Поречьев снимает мою рубаху с дверцы шкафа и вывешивает на плечиках. Обычно эта страсть к аккуратности, когда он раздражен.
Ежусь от холода. Злобит. Если отдаю отчет в том, что со мной, – значит, «экстрим» не всесилен, значит, нужно ждать, необходимо ждать!..
Вытаскиваю из портфеля Цорна томик Овидия на французском языке – «Песни любви», «Героини», «Лекарства от любви». Кроме книг, в портфеле пачка трубочного табака и несколько журналов.
– Упражняюсь в переводах. Нравится Овидий? – Цорн выпускает облако дыма.
– «Песни любви» – да. Цорн гладит бутылку:
– Закон не велит нам дружить.
Он поворачивается и разглядывает себя в зеркало шкафа:
– С годами начинаю походить на просиживателя штанов, этакого злостного неудачника.
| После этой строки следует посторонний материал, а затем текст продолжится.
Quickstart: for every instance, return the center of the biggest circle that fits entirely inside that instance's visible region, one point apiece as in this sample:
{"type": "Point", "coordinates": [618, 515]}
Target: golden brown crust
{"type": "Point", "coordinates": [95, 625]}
Женщины не задерживают на мне взгляда, и сие по-настоящему опечаливает.
Из книги выпадают листки. Поднимаю. Угловатым почерком размашисто написана последняя строчка перевода: «Так было в книге судеб».
Цорн раскладывает газету. Читает заметку о Хубере, расспрашивает Поречьева. Ржавые голоса. Голоса без смысла и чувства.
Мне зябко. Встаю, натягиваю свитер. Автомобильная пробка рассасывается. Слышу, как перегазовывают двигатели и свистят полицейские. В форточку ползет газ.
«Так было в книге судеб» – слова настаиваются ядом. Слепо мотаю головой.
– …Согласно словарю Михельсона, – доносится откуда-то голос Цорна, – прелюбодейство – это любопытство до чужих удовольствий. Забавнее и не сочинишь, а? Улыбаюсь тому месту, где должен быть Цорн, улыбаюсь шагам Поречьева. «Все, что могла сделать медицина, было сделано. Спорт уничтожил его…»
Усилием воли возвращаю себя в действительность. Вижу, как встает Цорн, как протез неловко скользит по полу, как он прячет трубку. Пенковая трубка в форме головы носорога желтовата, но не куревом, а цветом времени. Старая трубка. Футляр изнутри оклеен синим шелком. Золотыми буквами вытеснено: «Sommer, 1896». Шелк в нескольких местах прожжен. Вдруг вижу фальшь Цорна. Он кажется мне беспомощным. Цорн снимает с вешалки плащ.